In fact, the more we read of The Fortune Sellers, the more we want to run screaming from the room when anyone, no matter how well-trained, starts to tell us what they think is going to happen. At the turn of the century,

    ...sociologists predicted that higher education would lead to greater toleration for minorities; yet during the 1930s and 1940s, Germany had one of the best educated and least tolerant societies in the world...Sociologists predicted that in the decades after 1970, the growth of industrialization and urbanization would reduce ethnic tensions around the world...

Is there anything that can be reliably predicted?

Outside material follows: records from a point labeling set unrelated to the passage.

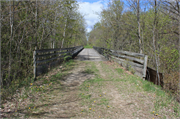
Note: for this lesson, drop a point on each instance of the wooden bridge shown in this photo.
(46, 58)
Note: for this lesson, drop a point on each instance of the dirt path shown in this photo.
(90, 89)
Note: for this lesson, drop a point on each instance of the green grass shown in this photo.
(88, 46)
(119, 70)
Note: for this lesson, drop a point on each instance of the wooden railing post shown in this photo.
(34, 63)
(145, 66)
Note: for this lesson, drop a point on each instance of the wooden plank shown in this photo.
(52, 54)
(34, 64)
(129, 53)
(130, 58)
(52, 50)
(131, 63)
(50, 59)
(145, 66)
(136, 67)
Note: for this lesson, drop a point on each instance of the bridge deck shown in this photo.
(90, 54)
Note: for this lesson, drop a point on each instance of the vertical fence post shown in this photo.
(145, 66)
(34, 63)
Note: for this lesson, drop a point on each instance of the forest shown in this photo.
(35, 24)
(151, 27)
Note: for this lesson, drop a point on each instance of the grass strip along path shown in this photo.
(86, 89)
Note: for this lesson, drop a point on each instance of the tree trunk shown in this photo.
(154, 40)
(64, 34)
(1, 82)
(11, 38)
(139, 27)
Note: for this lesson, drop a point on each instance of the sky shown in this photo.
(90, 9)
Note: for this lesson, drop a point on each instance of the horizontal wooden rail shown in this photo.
(130, 60)
(52, 50)
(44, 59)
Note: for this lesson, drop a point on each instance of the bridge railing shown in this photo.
(135, 62)
(44, 59)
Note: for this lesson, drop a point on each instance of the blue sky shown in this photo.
(90, 9)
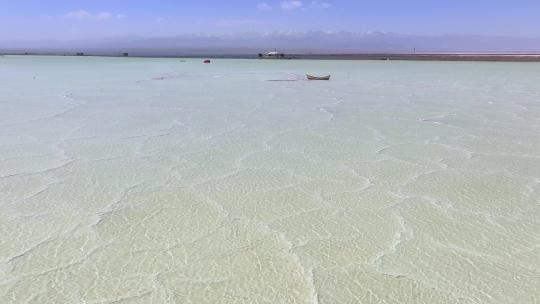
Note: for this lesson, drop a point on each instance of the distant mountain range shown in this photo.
(315, 42)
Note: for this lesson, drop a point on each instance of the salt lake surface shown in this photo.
(126, 180)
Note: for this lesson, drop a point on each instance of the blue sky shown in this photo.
(78, 19)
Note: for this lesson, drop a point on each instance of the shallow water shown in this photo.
(126, 180)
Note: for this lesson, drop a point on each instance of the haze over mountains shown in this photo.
(298, 42)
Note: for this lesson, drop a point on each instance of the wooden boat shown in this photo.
(310, 77)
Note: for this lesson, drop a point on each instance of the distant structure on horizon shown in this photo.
(273, 55)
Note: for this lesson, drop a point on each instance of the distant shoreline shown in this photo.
(498, 57)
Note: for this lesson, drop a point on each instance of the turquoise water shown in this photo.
(126, 180)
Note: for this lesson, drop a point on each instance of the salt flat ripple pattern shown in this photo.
(129, 180)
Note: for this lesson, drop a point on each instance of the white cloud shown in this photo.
(82, 14)
(264, 6)
(234, 22)
(291, 5)
(104, 15)
(320, 4)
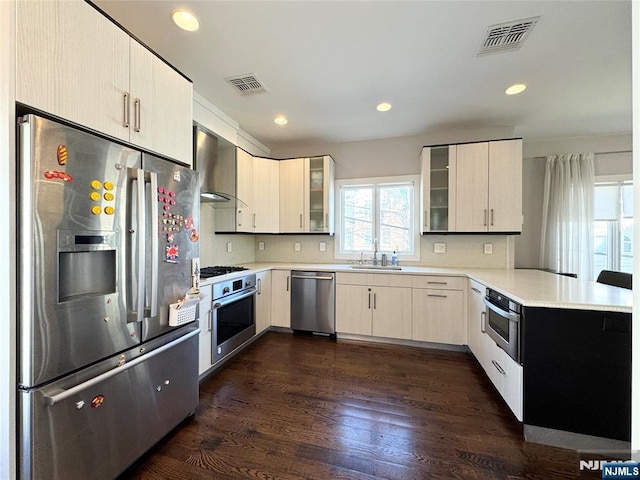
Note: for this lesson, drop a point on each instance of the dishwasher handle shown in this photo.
(314, 277)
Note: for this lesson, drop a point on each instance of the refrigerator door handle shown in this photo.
(139, 230)
(51, 400)
(153, 221)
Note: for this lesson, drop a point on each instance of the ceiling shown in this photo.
(327, 64)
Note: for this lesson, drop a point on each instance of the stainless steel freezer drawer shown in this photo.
(97, 428)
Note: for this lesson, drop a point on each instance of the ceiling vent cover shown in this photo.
(504, 37)
(247, 84)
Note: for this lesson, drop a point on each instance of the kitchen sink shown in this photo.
(376, 267)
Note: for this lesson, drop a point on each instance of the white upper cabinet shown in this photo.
(307, 195)
(438, 188)
(74, 63)
(473, 187)
(505, 186)
(266, 195)
(292, 195)
(244, 191)
(489, 187)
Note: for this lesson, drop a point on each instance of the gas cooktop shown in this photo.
(207, 272)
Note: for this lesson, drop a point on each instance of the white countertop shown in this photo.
(532, 288)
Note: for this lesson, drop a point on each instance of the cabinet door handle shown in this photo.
(136, 114)
(125, 110)
(498, 367)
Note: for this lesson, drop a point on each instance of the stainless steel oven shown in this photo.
(503, 322)
(234, 315)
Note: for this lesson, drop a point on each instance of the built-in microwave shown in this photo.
(503, 322)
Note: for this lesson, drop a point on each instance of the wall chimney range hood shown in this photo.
(215, 161)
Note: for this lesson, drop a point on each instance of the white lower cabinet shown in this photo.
(281, 298)
(438, 310)
(506, 375)
(502, 370)
(479, 341)
(263, 301)
(206, 328)
(374, 304)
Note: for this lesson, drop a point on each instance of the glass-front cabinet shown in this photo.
(320, 179)
(438, 188)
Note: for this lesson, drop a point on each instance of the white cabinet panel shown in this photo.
(206, 328)
(263, 301)
(472, 187)
(391, 312)
(281, 298)
(438, 316)
(72, 62)
(266, 195)
(353, 309)
(292, 195)
(505, 186)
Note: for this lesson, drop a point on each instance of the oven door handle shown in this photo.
(249, 293)
(513, 317)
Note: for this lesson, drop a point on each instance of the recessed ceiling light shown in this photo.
(281, 120)
(516, 89)
(185, 20)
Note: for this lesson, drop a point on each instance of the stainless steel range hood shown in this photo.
(215, 160)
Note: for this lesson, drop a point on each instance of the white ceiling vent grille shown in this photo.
(247, 84)
(506, 36)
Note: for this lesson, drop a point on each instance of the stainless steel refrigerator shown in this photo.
(108, 241)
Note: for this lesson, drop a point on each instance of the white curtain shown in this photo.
(567, 215)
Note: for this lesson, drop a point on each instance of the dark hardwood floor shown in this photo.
(297, 407)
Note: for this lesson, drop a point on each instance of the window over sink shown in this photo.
(613, 225)
(378, 214)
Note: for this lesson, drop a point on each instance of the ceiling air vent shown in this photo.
(504, 37)
(247, 84)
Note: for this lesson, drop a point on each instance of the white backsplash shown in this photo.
(461, 250)
(213, 247)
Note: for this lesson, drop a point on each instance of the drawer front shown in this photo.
(438, 282)
(374, 279)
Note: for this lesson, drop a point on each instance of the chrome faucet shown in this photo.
(374, 260)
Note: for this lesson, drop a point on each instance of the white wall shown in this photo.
(387, 156)
(7, 238)
(635, 363)
(527, 249)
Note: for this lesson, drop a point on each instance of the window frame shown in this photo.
(414, 180)
(615, 233)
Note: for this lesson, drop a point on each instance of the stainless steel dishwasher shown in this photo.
(313, 302)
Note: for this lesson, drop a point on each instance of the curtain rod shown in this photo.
(595, 153)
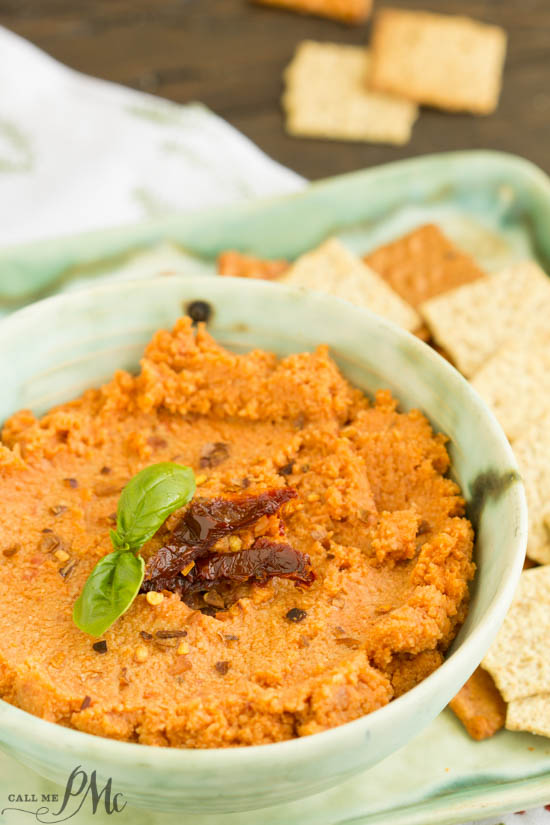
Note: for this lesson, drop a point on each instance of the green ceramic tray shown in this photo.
(497, 207)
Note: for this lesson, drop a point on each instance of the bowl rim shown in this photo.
(39, 731)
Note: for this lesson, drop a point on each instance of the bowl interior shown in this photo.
(54, 350)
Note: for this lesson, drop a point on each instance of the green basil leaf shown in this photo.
(147, 501)
(109, 591)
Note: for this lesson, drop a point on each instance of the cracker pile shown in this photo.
(415, 58)
(452, 63)
(327, 96)
(495, 328)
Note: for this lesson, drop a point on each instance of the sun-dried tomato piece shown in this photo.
(205, 522)
(264, 560)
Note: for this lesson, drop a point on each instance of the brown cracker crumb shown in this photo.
(479, 706)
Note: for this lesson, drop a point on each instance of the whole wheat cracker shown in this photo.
(326, 97)
(348, 11)
(519, 658)
(515, 382)
(531, 714)
(422, 264)
(471, 322)
(334, 269)
(532, 451)
(234, 264)
(479, 706)
(453, 63)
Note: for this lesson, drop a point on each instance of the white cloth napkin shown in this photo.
(77, 153)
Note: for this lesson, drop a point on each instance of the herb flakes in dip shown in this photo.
(373, 531)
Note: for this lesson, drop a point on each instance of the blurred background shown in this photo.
(230, 55)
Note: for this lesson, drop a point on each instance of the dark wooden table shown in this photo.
(230, 55)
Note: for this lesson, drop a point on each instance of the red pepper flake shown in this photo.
(348, 642)
(86, 702)
(58, 509)
(213, 454)
(66, 571)
(103, 489)
(49, 542)
(296, 614)
(157, 442)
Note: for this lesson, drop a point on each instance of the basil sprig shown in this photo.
(144, 505)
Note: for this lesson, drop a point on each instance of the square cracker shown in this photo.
(532, 451)
(531, 714)
(479, 706)
(440, 60)
(515, 383)
(234, 264)
(423, 264)
(349, 11)
(334, 269)
(326, 97)
(471, 322)
(519, 658)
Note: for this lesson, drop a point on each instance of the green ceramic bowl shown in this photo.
(52, 351)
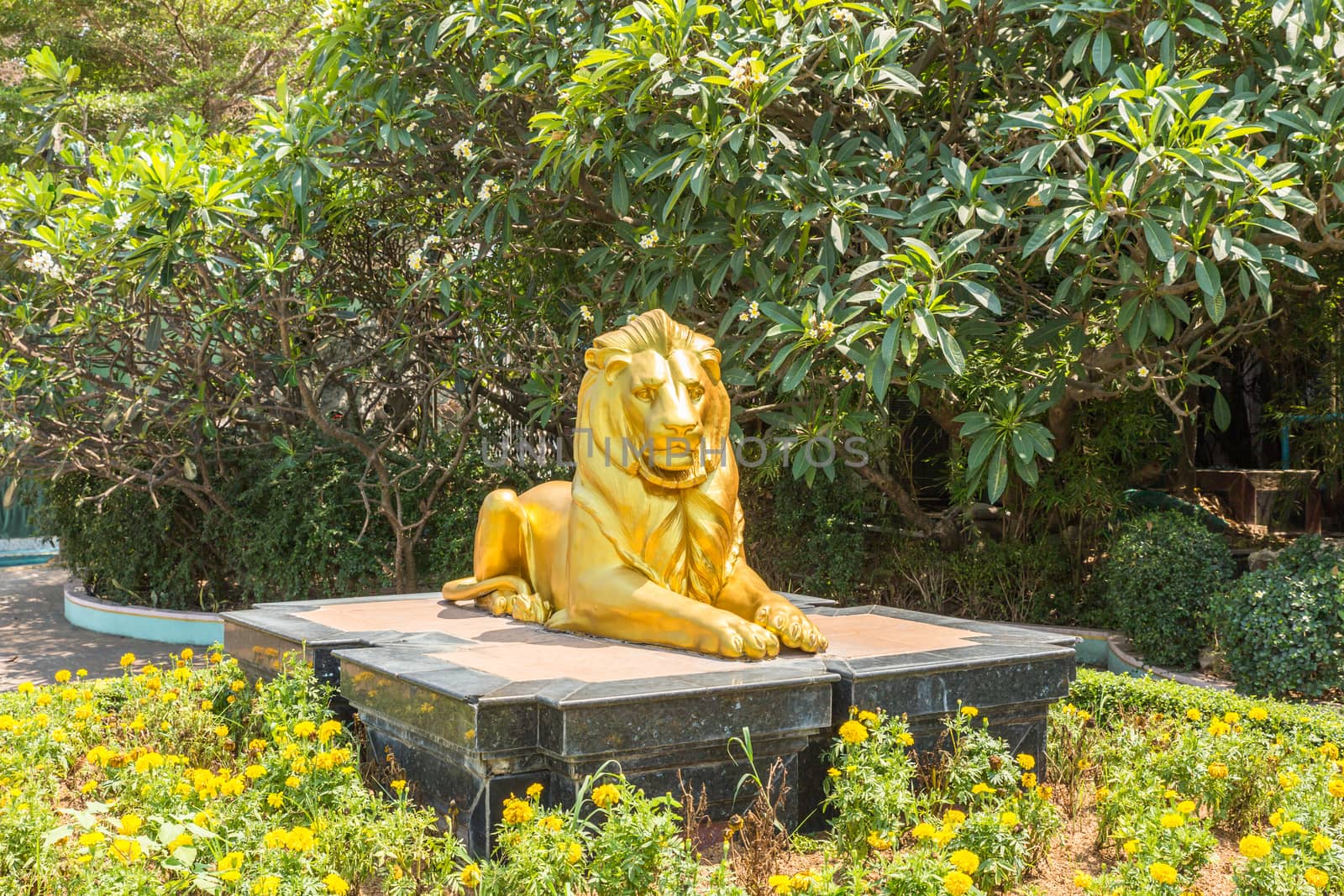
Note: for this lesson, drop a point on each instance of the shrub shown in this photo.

Yes, says the author:

    Of the sixteen types of forecast, only two --- one-day-ahead weather forecasts and the aging of the population --- can be counted on: the rest are about as reliable as the fifty-fifty odds in flipping a coin. And only one of the sixteen --- short-term weather forecasts --- has any scientific foundation. The rest are typically based on conjecture, unproved theory, and the mere extrapolation of past trends...It makes one wonder.

The Fortune Sellers is good journalism, worth the time you give to it. It is well put together, makes sense, and makes us wonder why the hell we would ever spend another cent on anything beyond Madame Shebazz and her crystal-ball down on First and Broadway. The cover is a dandy: "The Cheat," a 15th Century painting by Georges de La Tour. The woman you see over there to the right is looking at the guy in the middle of the page above who is busily pulling a couple of aces out of his back belt. The message: when you pay someone to predict the future (yours, the world's) you might as well be gambling with someone who has a few cards concealed about his person. He wins, you lose.